Federer ha annunciato il ritiro dopo tanti tentativi per rientrare: gli ultimi mesi, a sentire il suo staff, sono stati molto complicati.
È davvero tutto pronto per la Laver Cup 2022, il torneo d’esibizione che farà da passerella finale alla straordinaria carriera di Roger Federer. Per l’occasione, nel Team Europe, uniranno le forze con il campione svizzero anche tre dei suoi più grandi rivali: Novak Djokovic, Andy Murray e, soprattutto Rafael Nadal.
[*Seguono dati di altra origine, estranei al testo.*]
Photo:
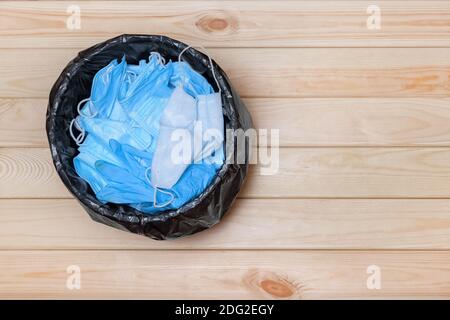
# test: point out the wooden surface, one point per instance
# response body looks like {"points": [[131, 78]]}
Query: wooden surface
{"points": [[364, 174]]}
Dopodiché, la leggenda di Basilea dovrà pensare al suo futuro. Perché per un anno ha provato a rientrare nel circuito ATP, ma non ce l’ha fatta, per “colpa” di un corpo che oramai non dava più garanzie. E la confessione sulla sua decisione, da parte di una persona importante del suo staff, ha rivelato effettivamente i tanti timori degli ultimi mesi.
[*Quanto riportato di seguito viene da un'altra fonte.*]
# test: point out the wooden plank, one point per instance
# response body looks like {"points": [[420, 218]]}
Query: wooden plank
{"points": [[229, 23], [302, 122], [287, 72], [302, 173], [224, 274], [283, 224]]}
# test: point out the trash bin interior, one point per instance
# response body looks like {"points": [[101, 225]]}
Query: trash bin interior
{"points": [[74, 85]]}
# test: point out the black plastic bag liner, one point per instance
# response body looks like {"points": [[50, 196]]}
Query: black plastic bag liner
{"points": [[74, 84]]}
“La decisione non è arrivata in maniera spontanea. Noi che eravamo vicini a lui“, ha raccontato lo storico preparatore dello svizzero, Pierre Paganini, “lo sapevamo da tempo. Dal mese di luglio hanno cominciato ad esserci degli stop nei suoi allenamenti, e si è reso conto che aveva bisogno di un sforzo troppo grande per arrivare ad un’intensità relativamente bassa, non sufficiente per competere ai massimi livelli”.
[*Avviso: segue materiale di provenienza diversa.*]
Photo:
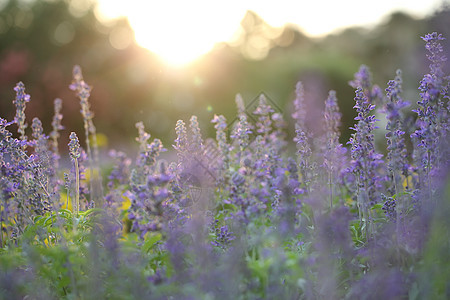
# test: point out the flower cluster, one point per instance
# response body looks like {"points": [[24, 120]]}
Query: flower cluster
{"points": [[238, 216]]}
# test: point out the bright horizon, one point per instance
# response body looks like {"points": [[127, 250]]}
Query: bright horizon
{"points": [[181, 31]]}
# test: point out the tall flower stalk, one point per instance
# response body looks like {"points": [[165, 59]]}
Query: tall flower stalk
{"points": [[83, 92], [432, 122], [365, 160], [20, 102], [74, 151], [397, 162], [332, 147]]}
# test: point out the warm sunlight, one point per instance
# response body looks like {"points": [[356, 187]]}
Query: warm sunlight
{"points": [[182, 31], [179, 31]]}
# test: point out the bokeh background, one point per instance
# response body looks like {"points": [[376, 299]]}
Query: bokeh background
{"points": [[41, 41]]}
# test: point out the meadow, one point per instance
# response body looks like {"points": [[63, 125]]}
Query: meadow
{"points": [[248, 214]]}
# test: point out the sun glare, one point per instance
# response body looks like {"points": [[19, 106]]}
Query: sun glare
{"points": [[182, 31], [178, 31]]}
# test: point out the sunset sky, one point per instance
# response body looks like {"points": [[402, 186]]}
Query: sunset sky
{"points": [[181, 31]]}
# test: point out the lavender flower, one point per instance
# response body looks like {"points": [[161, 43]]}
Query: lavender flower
{"points": [[432, 122], [20, 102], [83, 92], [56, 125], [333, 149], [365, 160], [299, 114], [263, 111], [74, 151], [397, 153]]}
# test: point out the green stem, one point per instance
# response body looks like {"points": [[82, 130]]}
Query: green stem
{"points": [[77, 188]]}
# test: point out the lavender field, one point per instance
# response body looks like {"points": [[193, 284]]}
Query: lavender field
{"points": [[247, 214]]}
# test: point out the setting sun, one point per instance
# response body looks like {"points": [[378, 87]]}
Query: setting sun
{"points": [[181, 31]]}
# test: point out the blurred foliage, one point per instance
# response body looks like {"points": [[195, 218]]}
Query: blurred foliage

Chiaramente, tra Federer e Paganini, c’è oramai un rapporto che va ben oltre il lato professionale. Non a caso, guardando al suo futuro, il preparatore è arrivato a definire la scelta di appendere la racchetta al chiodo come un “sollievo” anche per lui: “Smettendo ora, credo che si assicuri di poter godere di questo sport anche per il resto della sua vita. Avevo paura che si sarebbe fatto male di nuovo, condizionando la sua vita quotidiana”, ha confessato a Blick.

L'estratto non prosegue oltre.